Achieving excellent energy storage performance and thermal stability simultaneously in PVDF-based nanocomposites by designing the bismuth layer-structured fillers
摘要
Polymer-based dielectric materials exhibit several advantages, including high power density and rapid charge/discharge rates, making them widely applicable across various fields. However, their inherently low energy density restricts their applications in energy storage. To overcome this limitation, this study introduces novel bismuth-layered Bi2LaTiNbO9 (BLTN) nanosheets as inorganic fillers, applied to the design and fabrication of PVDF-based energy storage films. The moderate dielectric constant of BLTN helps mitigate the uneven electric field distribution caused by dielectric mismatch between the high-dielectric ferroelectric filler and the polymer matrix. The [Bi2O2]2+ layer of BLTN functions as an insulating shell, inhibiting the movement of free electrons, thus reducing leakage current and conduction losses within the polymer matrix. The [LaTiNbO7]2− polarization layer contributes to the enhancement of polarization strength. Additionally, the higher bandgap (Eg) of BLTN nanosheets further enhances the breakdown electric field within polymer-based materials.
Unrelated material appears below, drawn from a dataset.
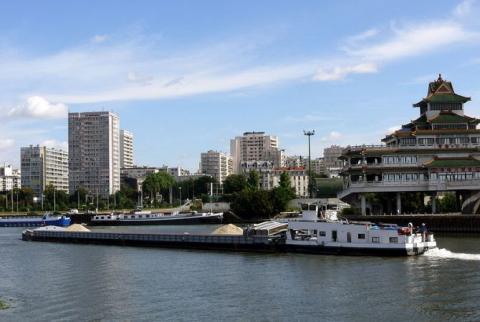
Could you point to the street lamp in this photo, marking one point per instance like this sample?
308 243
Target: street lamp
309 134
Consequently, the 1.5 wt% BLTN-P(VDF-HFP) nanocomposite film achieves an outstanding recoverable energy density of 25.1 J/cm3 and energy efficiency of 78.6% at 580 kV/mm, significantly surpassing that of pure P(VDF-HFP). Furthermore, the 1.5 wt% BLTN-P(VDF-HFP) composite also demonstrates excellent thermal stability within the temperature range of 25–125 °C. These results suggest that bismuth-layered BLTN nanosheets serve as highly effective fillers for PVDF-based energy storage materials, offering greater design flexibility in the development of advanced flexible nanocomposite energy storage films.